Build vs. Buy for Feature Flags: My Experience as a CTO with a 20+ Engineer Team
Our need for a feature flag system
I was the co-founder and CTO of BibliU, an EdTech SaaS with more than 100k monthly users. Our team had over 20 engineers, and we hit a point where we needed a robust feature flag system.
Feature flagging was critical for rolling out changes to a few users at a time, testing it in the real world without having to launch it fully. As CTO, this was super important for me, particularly after recovering from rollout issues we had with feature releases in the past.
The criticality increased as more teams were involved in releases and our needs shifted from just rolling out new features, to comparing the success of the changes we were releasing.
Back then, my job involved overseeing a number of engineering teams, working across various platforms including web, native desktop and mobile apps, and a web-based admin portal. In addition, creating a coordinated relationship between our product and engineering departments.
We ended up building feature flags in-house. In this article, I'll talk about how we weighed up build vs. buy, in-house vs off-the- shelf, and the challenges we faced building our own feature management system (some weren't clear until we actually got into it).
In-house or off-the-shelf?
First up, we had to choose between making our own feature flagging tool or using something from outside. We went with building it ourselves.
Here's why:
- Easiest path: At BibliU, we dealt with universities and had strict data control agreements. Every time we brought in an outside data processor, it meant getting permissions from customers, which was a slow process. So, making stuff in-house often appeared easier from the outset.
- Thinking we were unique: In retrospect I did this a lot earlier in my career, thinking our needs were so special that off-the-shelf solutions wouldn't cut it. For instance, we thought we needed a way to turn on features for specific university-classes and assumed it'd be too hard with a third-party tool. We could've used something like Flagsmith's identity traits, but we didn't look into it enough.
- The way engineers get promoted: Often, engineers get promoted for creating new things rather than implementing existing tools. This mindset can lead to choosing sub-optimal solutions overall at the benefit of giving additional material to discuss at performance review and promotion meetings. At the time, I didn't see it as a big issue, but looking back, it might've played a part.
The challenges we faced with in-house feature flags
Cross-team development
We had different teams with their own responsibilities structured around customer types, but to have a consistent release procedure we needed the entire engineering team on board. We decided to assign the full-stack team that was responsible for our student apps to feature flags, as they needed the capability the most and were comfortable with our entire tech stack.
However, when we started planning, we discovered our first issue. The team who were building in-house feature flags had most of the requirements and worked together daily, but they had to consider completely different needs from other teams.
Additionally, fitting this new system into our existing setup was tricky. We’d built complex logic for grouping users that needed to align with the feature flag system. And to make things more complicated, another team was responsible for this user grouping system.
This led to a fairly lengthy and time-consuming planning and development stage, but thanks to all of the extensive scoping work up front it was not as bad as it could have been.

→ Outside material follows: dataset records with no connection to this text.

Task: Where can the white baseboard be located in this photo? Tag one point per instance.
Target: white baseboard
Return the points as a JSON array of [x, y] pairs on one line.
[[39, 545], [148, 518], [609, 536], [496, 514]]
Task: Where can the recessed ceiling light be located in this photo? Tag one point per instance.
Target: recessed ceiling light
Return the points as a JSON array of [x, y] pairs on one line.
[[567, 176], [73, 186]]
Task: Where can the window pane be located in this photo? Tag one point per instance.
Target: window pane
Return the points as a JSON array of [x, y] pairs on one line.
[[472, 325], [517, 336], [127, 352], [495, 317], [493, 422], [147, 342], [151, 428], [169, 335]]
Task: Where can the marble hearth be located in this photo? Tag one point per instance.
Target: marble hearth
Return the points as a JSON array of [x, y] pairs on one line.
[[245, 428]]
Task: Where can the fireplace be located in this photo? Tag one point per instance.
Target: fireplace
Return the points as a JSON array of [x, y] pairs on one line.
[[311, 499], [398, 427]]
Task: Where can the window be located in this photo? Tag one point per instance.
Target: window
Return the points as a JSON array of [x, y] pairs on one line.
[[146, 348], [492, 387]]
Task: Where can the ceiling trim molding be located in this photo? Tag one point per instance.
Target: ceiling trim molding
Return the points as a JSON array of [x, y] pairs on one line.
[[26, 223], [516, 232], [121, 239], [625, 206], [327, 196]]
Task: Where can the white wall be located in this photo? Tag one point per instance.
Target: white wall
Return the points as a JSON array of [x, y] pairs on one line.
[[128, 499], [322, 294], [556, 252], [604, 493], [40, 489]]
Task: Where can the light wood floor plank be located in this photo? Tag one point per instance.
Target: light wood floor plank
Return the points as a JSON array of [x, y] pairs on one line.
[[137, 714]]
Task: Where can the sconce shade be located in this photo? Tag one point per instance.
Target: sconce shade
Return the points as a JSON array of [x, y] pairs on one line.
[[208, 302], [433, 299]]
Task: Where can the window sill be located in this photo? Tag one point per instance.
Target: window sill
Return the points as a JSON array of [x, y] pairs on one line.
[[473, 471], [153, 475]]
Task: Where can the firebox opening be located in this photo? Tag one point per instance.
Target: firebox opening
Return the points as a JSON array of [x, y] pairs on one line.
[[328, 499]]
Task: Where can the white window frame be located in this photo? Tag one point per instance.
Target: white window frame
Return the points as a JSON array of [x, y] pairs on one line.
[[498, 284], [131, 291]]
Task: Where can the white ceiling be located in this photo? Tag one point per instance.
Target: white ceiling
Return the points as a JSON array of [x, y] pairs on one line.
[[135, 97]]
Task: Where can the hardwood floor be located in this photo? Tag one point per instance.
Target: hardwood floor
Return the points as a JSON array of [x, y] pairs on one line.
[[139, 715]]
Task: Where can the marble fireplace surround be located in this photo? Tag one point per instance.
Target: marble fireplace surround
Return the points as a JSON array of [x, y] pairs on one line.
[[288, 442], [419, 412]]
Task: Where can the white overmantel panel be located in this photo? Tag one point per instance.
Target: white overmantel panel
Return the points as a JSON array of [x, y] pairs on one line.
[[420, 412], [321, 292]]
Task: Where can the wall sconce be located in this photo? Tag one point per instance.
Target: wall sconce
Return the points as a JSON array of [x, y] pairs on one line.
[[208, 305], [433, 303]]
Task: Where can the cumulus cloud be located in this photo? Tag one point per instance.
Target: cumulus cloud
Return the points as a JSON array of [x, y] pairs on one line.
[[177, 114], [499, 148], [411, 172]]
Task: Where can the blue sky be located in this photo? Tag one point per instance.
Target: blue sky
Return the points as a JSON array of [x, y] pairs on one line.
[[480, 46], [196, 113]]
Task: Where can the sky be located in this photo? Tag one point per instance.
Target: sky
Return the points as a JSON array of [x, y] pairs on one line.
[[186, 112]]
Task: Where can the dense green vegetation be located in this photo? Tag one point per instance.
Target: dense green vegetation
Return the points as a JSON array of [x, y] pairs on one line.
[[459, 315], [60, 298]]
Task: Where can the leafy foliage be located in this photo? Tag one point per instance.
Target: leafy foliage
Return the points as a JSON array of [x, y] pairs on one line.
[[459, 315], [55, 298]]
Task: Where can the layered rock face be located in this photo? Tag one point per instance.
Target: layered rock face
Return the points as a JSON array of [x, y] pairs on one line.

Ease of use for other teams
We took a major shortcut in the scope of the system by making the feature flag changes only accessible through manual database edits instead of building a fully featured user interface.
Initially, this was fine since engineers in the engineering team who built the system were the first users. But as the system was used more widely, our product managers and other teams needed to use it more. This led to a reliance on engineers to make changes, which due to the lack of input validation had to be done extremely carefully. This slowed down release cycles down and resulted in a higher operating cost.
We thought about building our own UI or using a tool like Retool, but both had issues. Building it ourselves would take time and require maintenance. Additionally, using Retool without an API meant allowing a third party to have direct database access, which could mess with our GDPR/data protection approvals. Effectively negating one of the primary reasons we’d decided to build in-house in the first place.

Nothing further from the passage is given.